Ces jours-ci, on entend beaucoup parler d'Auschwitz et de l'holocauste à l'occasion du 70ème anniversaire de la libération d'Auschwitz. Ce massacre inimaginable est tellement énorme, a été perpétré avec un tel cynisme et dans de telles proportions qu'il m'est impossible de percevoir son immensité ou d'entrevoir l'état d'esprit qui a pu aboutir à sa mise en marche. Mais parfois, pour appréhender ne serait-ce qu'un tout petit peu quelque chose qui aussi difficile à entrevoir, il faut se pencher sur les détails. Alors pour célébrer cet anniversaire, je vous offre trois petits bouts de mémoire : un document, un nom, un lieu.
Un document : le télégramme "Höfle".
Il a été envoyé le 11 janvier 1943, intercepté et décrypté par les Anglais, qui n'ont pas compris sa signification. Redécouvert en 2000, il a enfin dévoilé son terrible secret : c'est un compte-rendu du nombre de personnes éliminées en application de l'opération "Reinhart", l'opération qui visait à éliminer les Juifs, Roms et autres Tziganes de Pologne. Le télégramme dénombre les arrivants dans les camps d'extermination de Majdanek (L), Treblinka (T), Sobibor (S) et Belzec (B) jusqu'au 31 décembre de cette année-là. Avec un total de 1 274 166. Le nombre de victimes massacrées, minutieusement rapporté par les bourreaux. Un nombre tel que l'imagination ne peut pas le concevoir. Des personnes, des hommes, des femmes, des enfants. Et ce n'était que le début.
Un nom : Max Heiliger. C'est le nom sous lequel étaient enregistrés les comptes en banque qui contenaient les objets de valeur volés aux victimes des camps d'extermination sur les lieux même de leurs assassinats : les dents en or, les alliances, jusqu'aux montures de lunettes en métaux précieux. Il fallait bien "blanchir" tout cet or, l'entreposer en sécurité, alors le président de la Reischbank imagina ce client particulier : "Heiliger", de heilig, "saint", puisque ce client était déjà au ciel... Le cynisme à l'état pur.

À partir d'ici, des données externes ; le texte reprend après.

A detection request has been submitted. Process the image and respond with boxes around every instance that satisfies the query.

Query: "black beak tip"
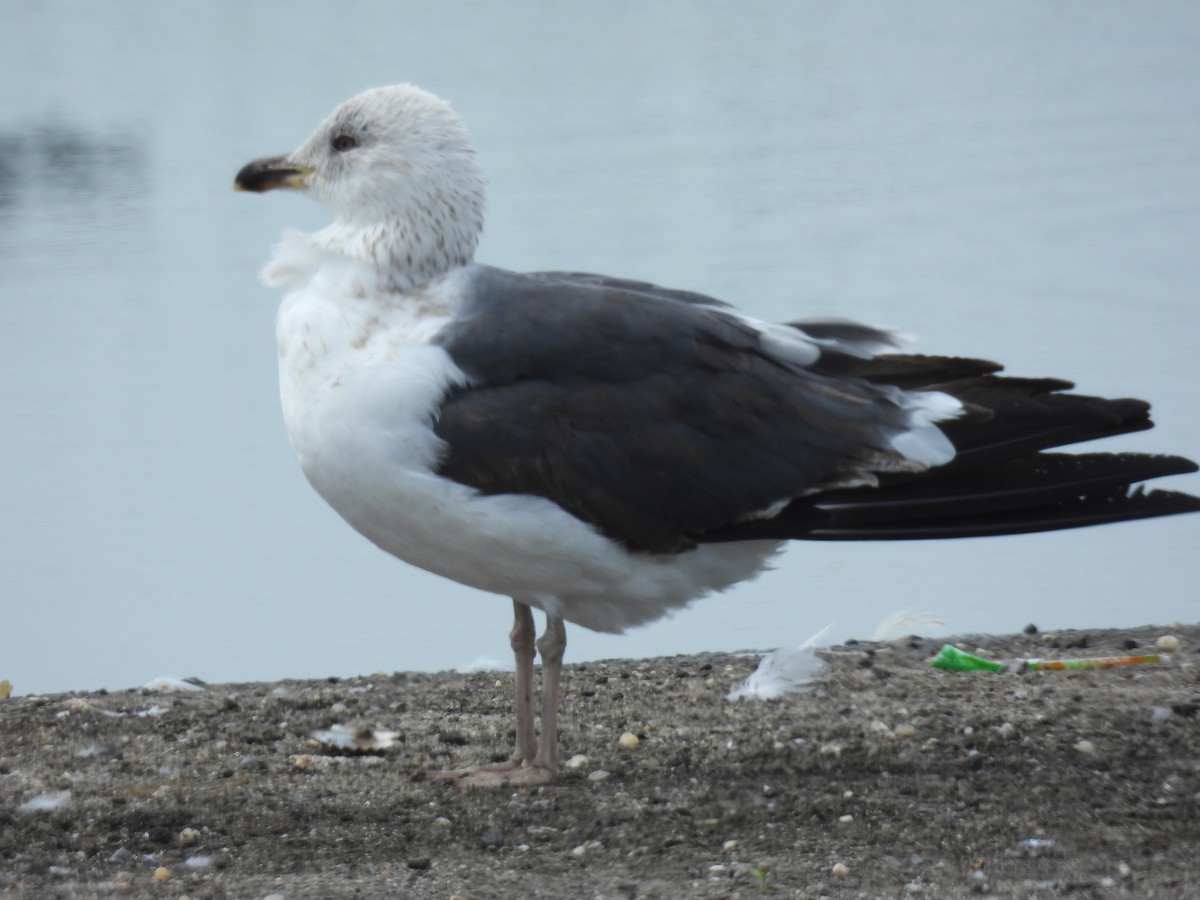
[233,161,264,192]
[233,155,301,193]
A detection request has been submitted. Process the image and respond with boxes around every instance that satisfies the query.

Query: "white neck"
[312,205,479,293]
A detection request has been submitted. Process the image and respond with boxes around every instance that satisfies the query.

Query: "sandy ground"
[2,624,1198,899]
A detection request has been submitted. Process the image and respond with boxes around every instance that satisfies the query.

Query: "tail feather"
[812,453,1197,524]
[694,352,1199,545]
[799,485,1200,540]
[940,383,1153,467]
[700,454,1199,543]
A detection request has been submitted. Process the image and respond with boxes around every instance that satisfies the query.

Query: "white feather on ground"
[727,610,946,701]
[726,623,833,701]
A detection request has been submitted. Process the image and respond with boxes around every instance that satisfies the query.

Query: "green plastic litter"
[929,644,1006,672]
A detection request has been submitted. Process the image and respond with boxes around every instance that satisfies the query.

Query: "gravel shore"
[2,624,1198,898]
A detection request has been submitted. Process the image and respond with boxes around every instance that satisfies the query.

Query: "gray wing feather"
[433,267,921,553]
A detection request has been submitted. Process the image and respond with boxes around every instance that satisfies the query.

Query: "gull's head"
[235,84,486,281]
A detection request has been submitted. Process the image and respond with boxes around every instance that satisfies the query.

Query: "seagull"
[235,84,1200,787]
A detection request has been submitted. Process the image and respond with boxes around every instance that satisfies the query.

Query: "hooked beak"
[233,155,314,193]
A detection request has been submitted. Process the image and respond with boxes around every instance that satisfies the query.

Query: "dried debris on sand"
[1,625,1198,898]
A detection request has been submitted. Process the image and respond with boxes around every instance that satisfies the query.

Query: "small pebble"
[289,754,344,770]
[564,754,589,770]
[1024,623,1038,635]
[479,826,504,849]
[1118,862,1131,877]
[179,827,201,845]
[1151,706,1173,724]
[1156,635,1181,653]
[587,769,611,782]
[571,840,602,858]
[406,857,431,871]
[894,723,916,739]
[617,732,640,750]
[838,814,853,824]
[832,862,849,877]
[153,866,171,883]
[869,719,893,737]
[1074,739,1096,756]
[723,840,738,852]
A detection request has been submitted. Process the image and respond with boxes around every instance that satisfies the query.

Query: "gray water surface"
[3,2,1198,694]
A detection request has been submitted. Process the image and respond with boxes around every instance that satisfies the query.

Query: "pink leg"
[531,613,566,774]
[509,600,537,763]
[429,606,566,789]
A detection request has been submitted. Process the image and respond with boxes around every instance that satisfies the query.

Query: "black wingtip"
[798,486,1200,540]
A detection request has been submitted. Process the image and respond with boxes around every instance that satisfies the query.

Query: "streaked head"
[236,84,486,274]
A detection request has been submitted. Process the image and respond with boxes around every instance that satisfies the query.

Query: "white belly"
[275,273,782,634]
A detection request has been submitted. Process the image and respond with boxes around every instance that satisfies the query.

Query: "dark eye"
[331,134,358,152]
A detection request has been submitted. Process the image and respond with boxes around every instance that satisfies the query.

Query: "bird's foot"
[427,759,557,789]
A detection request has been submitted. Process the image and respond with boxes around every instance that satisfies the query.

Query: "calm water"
[2,2,1198,695]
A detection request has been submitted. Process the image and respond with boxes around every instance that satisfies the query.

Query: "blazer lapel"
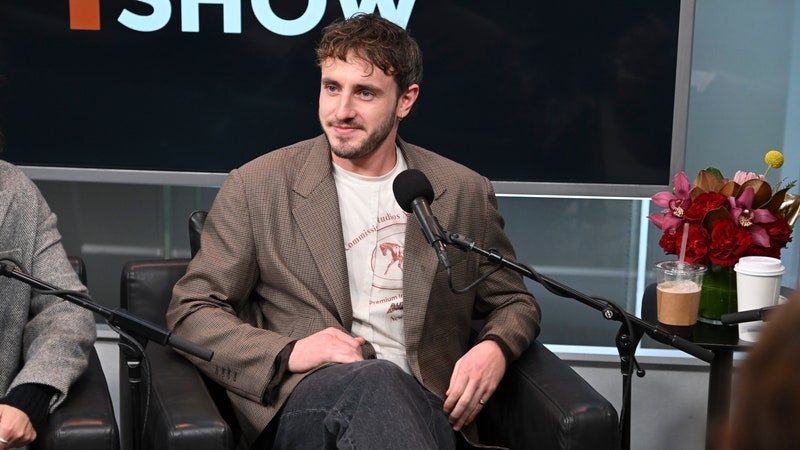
[0,191,11,231]
[291,136,353,329]
[0,191,23,272]
[398,140,453,351]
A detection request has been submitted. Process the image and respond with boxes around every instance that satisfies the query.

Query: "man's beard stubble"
[325,113,397,160]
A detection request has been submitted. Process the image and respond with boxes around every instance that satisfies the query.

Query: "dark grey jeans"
[267,359,456,449]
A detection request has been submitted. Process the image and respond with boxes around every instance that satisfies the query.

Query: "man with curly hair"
[168,13,539,449]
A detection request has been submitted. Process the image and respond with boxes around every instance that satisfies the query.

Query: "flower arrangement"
[649,150,800,268]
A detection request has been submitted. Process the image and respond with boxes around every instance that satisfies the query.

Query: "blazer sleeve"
[166,169,294,403]
[472,177,541,363]
[9,187,96,411]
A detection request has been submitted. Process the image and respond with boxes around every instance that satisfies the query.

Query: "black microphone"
[721,305,780,325]
[392,169,450,269]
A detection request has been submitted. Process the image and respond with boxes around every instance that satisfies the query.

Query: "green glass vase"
[698,265,737,324]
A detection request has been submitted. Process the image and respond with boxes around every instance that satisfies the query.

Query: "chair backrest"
[189,210,208,258]
[120,259,190,325]
[68,255,87,285]
[642,282,658,321]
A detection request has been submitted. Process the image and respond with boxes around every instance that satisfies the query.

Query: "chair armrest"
[36,348,119,450]
[138,343,235,450]
[478,341,619,450]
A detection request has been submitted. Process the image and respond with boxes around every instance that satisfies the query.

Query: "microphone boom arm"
[0,262,212,361]
[446,233,712,362]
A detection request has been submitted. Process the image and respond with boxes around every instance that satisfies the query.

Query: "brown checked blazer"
[166,135,540,444]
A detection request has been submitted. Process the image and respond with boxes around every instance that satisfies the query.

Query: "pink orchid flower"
[649,171,691,231]
[729,186,777,247]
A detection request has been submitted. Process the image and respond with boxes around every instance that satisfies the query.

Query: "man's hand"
[443,340,506,431]
[288,327,366,373]
[0,405,36,449]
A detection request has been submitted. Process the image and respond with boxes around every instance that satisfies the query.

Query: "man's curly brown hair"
[316,13,423,96]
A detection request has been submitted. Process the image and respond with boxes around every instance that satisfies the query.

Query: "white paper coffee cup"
[734,256,784,342]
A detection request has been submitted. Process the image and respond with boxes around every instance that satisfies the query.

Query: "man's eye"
[324,85,339,94]
[359,91,374,99]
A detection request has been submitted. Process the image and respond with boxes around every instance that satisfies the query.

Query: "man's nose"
[334,95,356,120]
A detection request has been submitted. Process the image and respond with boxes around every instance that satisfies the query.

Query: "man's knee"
[346,359,419,395]
[352,359,407,379]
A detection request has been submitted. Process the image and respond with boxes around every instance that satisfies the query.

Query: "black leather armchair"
[33,256,120,450]
[120,259,234,450]
[118,212,618,450]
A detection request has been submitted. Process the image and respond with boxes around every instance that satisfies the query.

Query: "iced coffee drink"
[657,280,702,326]
[655,261,706,326]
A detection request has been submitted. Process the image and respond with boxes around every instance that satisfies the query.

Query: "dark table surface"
[640,284,795,350]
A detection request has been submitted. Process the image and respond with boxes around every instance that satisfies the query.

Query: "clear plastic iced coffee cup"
[655,261,706,326]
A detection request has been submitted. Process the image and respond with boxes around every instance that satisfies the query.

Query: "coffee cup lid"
[734,256,785,276]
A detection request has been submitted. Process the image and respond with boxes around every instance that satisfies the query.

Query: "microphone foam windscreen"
[393,169,434,213]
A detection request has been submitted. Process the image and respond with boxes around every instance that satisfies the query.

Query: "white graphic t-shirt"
[333,148,410,374]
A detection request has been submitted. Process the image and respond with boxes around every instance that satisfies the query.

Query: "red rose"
[708,219,751,267]
[762,217,792,247]
[659,228,678,254]
[658,223,709,264]
[746,217,792,258]
[746,243,781,258]
[684,192,728,223]
[685,224,710,264]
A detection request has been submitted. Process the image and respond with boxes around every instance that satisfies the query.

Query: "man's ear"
[396,84,420,119]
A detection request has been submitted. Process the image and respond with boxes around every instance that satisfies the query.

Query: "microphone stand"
[0,262,212,450]
[444,233,713,450]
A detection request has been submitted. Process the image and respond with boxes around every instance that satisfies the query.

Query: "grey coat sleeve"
[7,187,96,411]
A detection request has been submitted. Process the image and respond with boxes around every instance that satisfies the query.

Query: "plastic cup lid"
[655,260,706,275]
[734,256,785,276]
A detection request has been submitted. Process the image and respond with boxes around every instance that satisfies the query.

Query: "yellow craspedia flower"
[765,150,784,169]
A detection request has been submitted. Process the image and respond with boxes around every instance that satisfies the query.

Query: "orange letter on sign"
[69,0,101,30]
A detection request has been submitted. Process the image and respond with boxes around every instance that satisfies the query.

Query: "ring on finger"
[0,436,9,444]
[478,398,487,406]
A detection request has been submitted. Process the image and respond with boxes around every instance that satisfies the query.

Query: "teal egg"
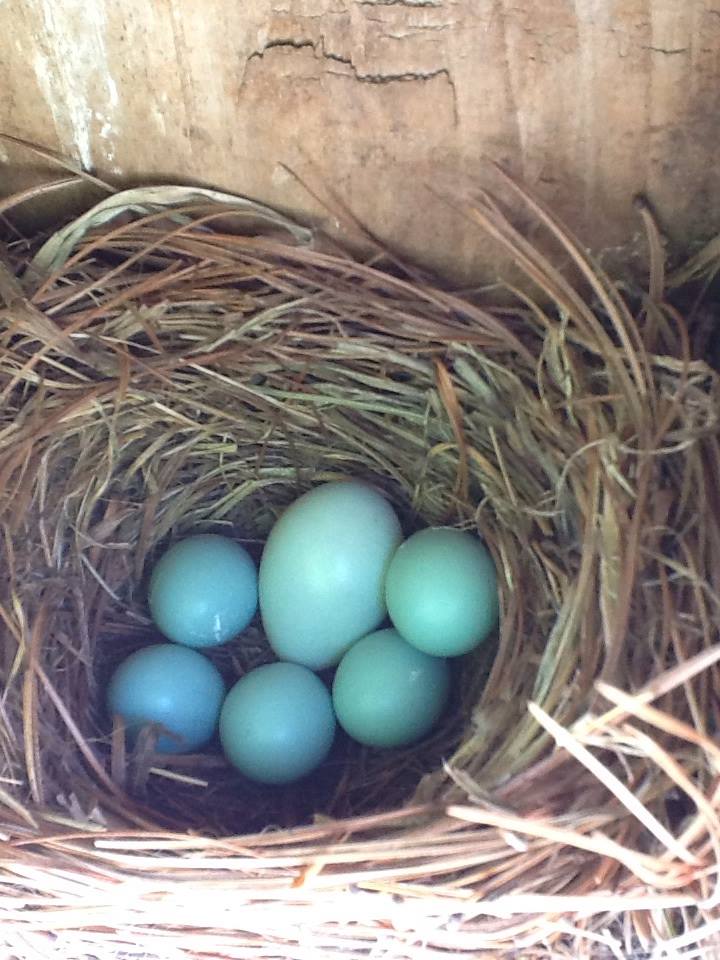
[332,628,450,748]
[149,534,258,648]
[385,527,498,657]
[258,481,402,670]
[219,662,336,784]
[107,644,225,754]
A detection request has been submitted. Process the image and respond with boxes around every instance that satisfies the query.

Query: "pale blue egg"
[149,534,258,648]
[332,628,450,748]
[385,527,498,657]
[258,481,402,670]
[220,662,336,784]
[107,644,225,754]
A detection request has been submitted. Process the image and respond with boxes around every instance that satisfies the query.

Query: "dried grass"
[0,168,719,958]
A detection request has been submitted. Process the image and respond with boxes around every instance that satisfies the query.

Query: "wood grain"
[1,1,719,279]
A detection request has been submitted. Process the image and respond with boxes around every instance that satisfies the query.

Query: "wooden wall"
[2,1,720,279]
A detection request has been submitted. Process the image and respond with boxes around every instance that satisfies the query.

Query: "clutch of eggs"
[108,481,499,785]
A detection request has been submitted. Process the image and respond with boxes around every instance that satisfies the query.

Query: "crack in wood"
[642,45,689,56]
[244,36,458,124]
[356,0,442,7]
[376,23,456,37]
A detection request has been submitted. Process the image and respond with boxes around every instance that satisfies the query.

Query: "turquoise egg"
[332,628,450,748]
[385,527,498,657]
[219,662,336,784]
[258,481,402,670]
[149,534,258,648]
[107,644,225,754]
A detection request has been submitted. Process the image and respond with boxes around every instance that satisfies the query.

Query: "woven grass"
[1,168,720,959]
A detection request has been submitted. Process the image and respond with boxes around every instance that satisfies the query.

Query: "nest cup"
[2,179,720,959]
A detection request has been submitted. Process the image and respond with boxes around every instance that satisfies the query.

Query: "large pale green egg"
[107,644,225,754]
[385,527,498,657]
[258,481,402,670]
[332,628,450,748]
[219,662,336,784]
[149,534,258,648]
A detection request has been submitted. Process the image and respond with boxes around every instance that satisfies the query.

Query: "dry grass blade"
[0,173,718,959]
[0,133,115,193]
[528,702,698,866]
[0,178,84,218]
[27,185,313,279]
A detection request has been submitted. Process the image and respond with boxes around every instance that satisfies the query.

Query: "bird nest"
[1,172,719,960]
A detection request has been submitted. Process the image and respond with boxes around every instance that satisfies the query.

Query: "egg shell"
[219,662,336,784]
[149,534,258,648]
[385,527,498,657]
[258,481,402,670]
[107,644,225,754]
[332,628,450,748]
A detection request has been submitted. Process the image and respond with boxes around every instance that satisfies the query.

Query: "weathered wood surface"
[1,1,719,279]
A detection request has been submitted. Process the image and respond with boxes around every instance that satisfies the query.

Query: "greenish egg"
[219,662,336,784]
[259,481,402,670]
[149,534,258,648]
[107,644,225,754]
[385,527,498,657]
[332,628,450,748]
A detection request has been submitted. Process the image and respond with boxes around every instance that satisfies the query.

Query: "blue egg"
[219,662,336,784]
[332,628,450,748]
[149,534,258,648]
[107,644,225,754]
[259,481,402,670]
[385,527,498,657]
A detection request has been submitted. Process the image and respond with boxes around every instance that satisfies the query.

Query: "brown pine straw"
[1,168,720,959]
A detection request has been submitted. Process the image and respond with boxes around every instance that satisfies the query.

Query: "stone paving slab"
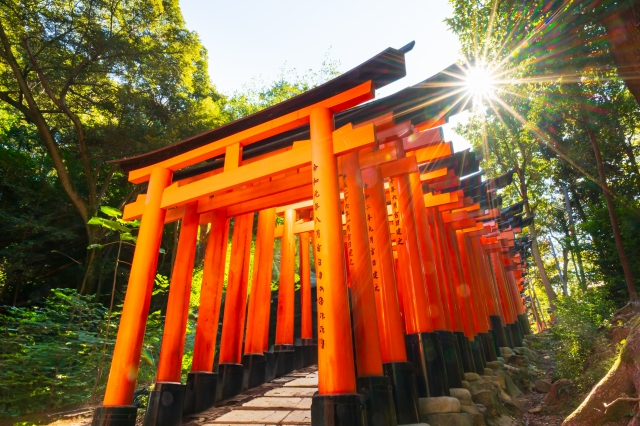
[263,388,316,397]
[242,397,311,409]
[184,366,317,425]
[282,377,318,387]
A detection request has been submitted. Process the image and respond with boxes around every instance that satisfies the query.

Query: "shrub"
[0,289,107,419]
[549,288,617,394]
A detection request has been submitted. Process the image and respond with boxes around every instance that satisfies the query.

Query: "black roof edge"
[110,44,412,172]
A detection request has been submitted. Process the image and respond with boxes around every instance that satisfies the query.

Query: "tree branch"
[97,170,114,204]
[22,36,96,209]
[0,20,90,222]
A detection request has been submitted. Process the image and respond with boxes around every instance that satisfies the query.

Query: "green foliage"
[446,0,640,308]
[223,56,340,121]
[0,289,107,419]
[548,288,617,393]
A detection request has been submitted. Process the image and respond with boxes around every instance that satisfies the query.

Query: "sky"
[179,0,470,149]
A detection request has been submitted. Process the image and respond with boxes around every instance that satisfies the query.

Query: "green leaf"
[99,206,123,218]
[88,217,130,233]
[159,247,166,254]
[120,233,137,243]
[87,244,104,250]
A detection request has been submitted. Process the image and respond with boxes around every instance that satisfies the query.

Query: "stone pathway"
[184,366,318,426]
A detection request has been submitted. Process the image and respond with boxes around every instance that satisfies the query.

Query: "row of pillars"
[93,107,532,426]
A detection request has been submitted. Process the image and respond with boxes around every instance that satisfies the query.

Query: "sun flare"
[466,67,496,98]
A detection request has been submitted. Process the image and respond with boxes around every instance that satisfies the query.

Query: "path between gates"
[183,366,318,425]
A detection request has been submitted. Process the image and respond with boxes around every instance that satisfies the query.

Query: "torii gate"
[93,44,419,426]
[91,42,535,426]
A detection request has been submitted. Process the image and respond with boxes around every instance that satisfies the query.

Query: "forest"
[1,0,640,425]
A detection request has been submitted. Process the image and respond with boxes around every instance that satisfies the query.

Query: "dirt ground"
[521,338,571,426]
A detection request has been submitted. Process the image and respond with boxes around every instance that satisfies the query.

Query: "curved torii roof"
[109,43,470,181]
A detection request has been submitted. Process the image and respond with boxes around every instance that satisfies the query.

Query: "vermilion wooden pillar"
[503,255,525,347]
[456,230,492,370]
[145,202,199,426]
[101,168,172,412]
[427,205,475,373]
[341,152,397,426]
[95,168,173,426]
[479,238,511,350]
[300,231,313,341]
[156,202,199,383]
[489,251,517,349]
[275,208,296,375]
[408,173,448,331]
[309,107,363,425]
[243,208,277,388]
[388,144,449,397]
[408,171,464,389]
[465,234,497,361]
[443,220,486,372]
[217,212,254,401]
[297,227,315,369]
[184,210,229,415]
[362,164,421,425]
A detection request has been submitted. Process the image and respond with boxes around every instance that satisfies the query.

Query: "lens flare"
[466,67,496,98]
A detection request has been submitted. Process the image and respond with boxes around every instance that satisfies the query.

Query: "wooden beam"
[128,81,375,184]
[226,185,313,217]
[160,123,376,210]
[274,220,314,238]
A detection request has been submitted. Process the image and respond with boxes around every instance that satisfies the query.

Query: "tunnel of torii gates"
[92,42,536,426]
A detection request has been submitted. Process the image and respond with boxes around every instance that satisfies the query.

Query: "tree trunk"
[563,185,588,291]
[622,139,640,194]
[563,319,640,426]
[517,167,557,303]
[79,225,103,295]
[600,0,640,107]
[588,128,638,303]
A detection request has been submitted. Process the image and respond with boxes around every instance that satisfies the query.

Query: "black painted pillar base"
[383,362,420,425]
[274,344,295,377]
[437,331,463,389]
[513,322,525,347]
[454,332,475,373]
[216,363,244,402]
[311,393,367,426]
[300,338,316,368]
[356,375,397,426]
[452,333,465,375]
[183,372,217,415]
[295,344,304,371]
[405,332,450,397]
[92,406,137,426]
[504,326,515,349]
[143,382,185,426]
[469,337,485,373]
[488,329,501,358]
[311,339,319,365]
[518,313,532,335]
[264,351,277,382]
[480,333,497,362]
[242,354,266,390]
[489,315,509,348]
[295,339,315,370]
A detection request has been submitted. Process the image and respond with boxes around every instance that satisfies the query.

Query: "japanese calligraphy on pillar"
[341,174,355,268]
[389,178,405,246]
[362,182,381,291]
[312,163,325,351]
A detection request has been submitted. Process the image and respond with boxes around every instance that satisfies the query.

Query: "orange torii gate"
[92,41,536,426]
[93,44,419,426]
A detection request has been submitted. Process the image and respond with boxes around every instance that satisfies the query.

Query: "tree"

Et enfin, un lieu : Belzec, en Pologne, un camp d'extermination. On parle beaucoup d'Auschwitz, parce qu'après la guerre il reste des bâtiments à visiter et des survivants pour en parler. Mais Belzec était un camp d'extermination pur qui a fermé en 1943 ; les Allemands l'ont entièrement démonté, ont passé un an à exhumer les corps, à les brûler, jusqu'à réduire les os en poussière pour dissimuler leurs méfaits. Il n'y a eu que deux survivants connus, et un seul qui ait vécu assez longtemps pour témoigner ; personne pour identifier les nazis qui ont participé à ce massacre, et par conséquent une seule condamnation (à 4 ans et demi d'emprisonnement...). Et pourtant, on estime le nombre de victimes entre 450 000 et 600 000. Le troisième camp le plus meurtrier après Auschwitz et Treblinka. Celui dont on ne sait rien, celui dont les victimes ont réellement été éliminées, jusqu'au bout.
Ca fait 70 ans. J'espère qu'on en parlera encore dans 100 ans, qu'on n'oubliera jamais, jusqu'aux moindres détails.